Last month, students and teachers returned to school across the Coast, and parents resumed their supporting roles in their children’s academic endeavors. At the beginning of the school year, everyone typically strives to put their best foot forward, creating a honeymoon period among teachers, students and parents. However, as classwork, homework and tests become more challenging, conflicts may arise in the classroom. While parent-teacher conversations to resolve these conflicts may seem nerve-racking and difficult, here are some ways to help them go more smoothly.
1. ASK QUESTIONS AND REMAIN CURIOUS.
As a parent, it can be difficult to be on the outside of situations happening inside your child’s classroom. We want to know all the details of every situation, but unfortunately, we do not have that kind of access. What we can do is ask questions of our child and our child’s teacher. Often, asking casual questions and genuinely listening is the most effective way to get the information you want and need. When asking teachers questions, it often helps to provide them with the information you have and ask for the information that will connect the dots and help you see the full picture. Above all, remain curious and avoid jumping to conclusions.
2. WORK WITH YOUR CHILD’S TEACHER.
Since parents and teachers both want the same thing, success for their student, a parent/teacher combination working together to provide support, guidance and accountability makes a dynamic and powerful impact on a student’s achievement in the classroom. To establish this connection, keep the lines of communication open. Let your child’s teacher know you are present and interested, and listen to the teacher’s feedback about your child.
3. BE REALISTIC AND OPEN.
As much as we would like to believe that our children will never make mistakes, they will. They’re human, just like us, which means at some point, they will mess up. The true test of character is how they rebound from those mistakes, and parents have the privilege of helping them navigate those waters by encouraging them to take responsibility for their mistakes and correcting them in the future.

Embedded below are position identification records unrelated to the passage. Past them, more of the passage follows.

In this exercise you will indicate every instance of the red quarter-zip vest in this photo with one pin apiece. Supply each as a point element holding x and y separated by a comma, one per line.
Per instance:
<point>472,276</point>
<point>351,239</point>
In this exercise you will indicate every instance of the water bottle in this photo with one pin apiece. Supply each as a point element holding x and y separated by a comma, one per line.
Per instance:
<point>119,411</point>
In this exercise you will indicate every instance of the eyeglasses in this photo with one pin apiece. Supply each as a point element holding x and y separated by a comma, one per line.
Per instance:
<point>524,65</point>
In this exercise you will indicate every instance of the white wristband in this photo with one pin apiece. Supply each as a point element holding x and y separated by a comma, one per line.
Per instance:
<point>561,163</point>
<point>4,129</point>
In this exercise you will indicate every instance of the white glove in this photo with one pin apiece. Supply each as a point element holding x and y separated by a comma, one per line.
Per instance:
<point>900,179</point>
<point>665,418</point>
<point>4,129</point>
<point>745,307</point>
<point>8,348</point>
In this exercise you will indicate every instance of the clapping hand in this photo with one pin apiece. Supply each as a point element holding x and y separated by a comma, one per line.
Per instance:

4. ENCOURAGE SELF-ADVOCACY.
The best gift we can give our children is the courage to speak up for themselves. As tempting as it is to swoop in and fight all their battles, children are quite capable of managing their own problems. And in many instances, especially with older children, they can manage minor conflicts more effectively than parents, whose involvement may needlessly escalate a situation. Students may fear speaking up because they’re afraid they may be wrong for doing so. Encourage your child to speak up using the appropriate channels, and offer your support from the sidelines. Ultimately, advocating for our children brings its share of challenges, but doing so effectively will pave the way for our children to launch into successful futures inside and outside of the classroom.